James: They're all different ways of expressing part of a whole. A half can be written as 0.5, as 50%, or as the fraction one over two. Being fluent in converting between them is really useful in clinical work.
Emma: Where do percentages specifically appear in midwifery and maternity care?
James: Risk statistics, for one — a 2% risk of a complication needs to be communicated clearly to a woman. Concentration of solutions in IV fluids. And statistics in research you'll be reading throughout your career.
Emma: Communicating risk to women is so important. How should midwives think about presenting percentages clearly?
How is percentages, decimals and fractions in maternity care applied in real-world midwifery?
James: Use natural frequencies alongside percentages. Saying '2 in every 100 women' is often easier to grasp than '2%'. Being able to convert between formats helps you communicate in whatever way is clearest for the person in front of you.
Emma: What about IV fluid concentrations? Can you give an example from maternity practice?
James: Syntocinon — oxytocin — is often prescribed in a specific concentration for induction. You might have 10 units in 500ml, and you need to calculate the rate in millilitres per hour to achieve the correct dose. That's fractions and decimals in action.
Emma: Growth charts use centiles, which are essentially percentile rankings. How do those work?
James: The 50th centile is the median — half of babies plot above, half below. The 10th centile means a baby is heavier than 10% of the reference population. Understanding centiles helps interpret whether a baby's growth is on track or needs review.
How does percentages, decimals and fractions in maternity care work in a healthcare context?
Emma: What about converting between decimals and fractions — is that something midwives actually do?
James: Drug calculations often require it. And understanding that 0.25mg is the same as a quarter of a milligram matters when you're drawing up a dose. These conversions are practical, not abstract.
Emma: BMI is used in antenatal care. How does working with percentages and decimals feed into that?
James: BMI is weight in kilograms divided by height in metres squared. It involves decimals throughout. And interpreting BMI cut-offs — overweight is 25 or above, obese is 30 or above — means understanding where a value sits in a range.

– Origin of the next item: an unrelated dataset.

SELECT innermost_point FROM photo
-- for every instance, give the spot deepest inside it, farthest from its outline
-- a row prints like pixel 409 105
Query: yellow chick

Emma: Some students struggle with the idea that the same number can look different depending on how it's expressed. Any tips for building that fluency?
How does percentages, decimals and fractions in maternity care work in a healthcare context?
James: Practise conversion in both directions. Convert a fraction to a decimal, then to a percentage, then back. Do it with real clinical values — half a milligram, 75%, a quarter of a standard dose. Context makes it stick.
Emma: James, final thought — what mindset helps students most when working through numeracy in clinical contexts?
James: Treating every calculation as a two-step process — calculate, then sense-check. Ask yourself: does this answer look right? Would I administer 20ml when I'd expect 2ml? That habit catches errors before they matter.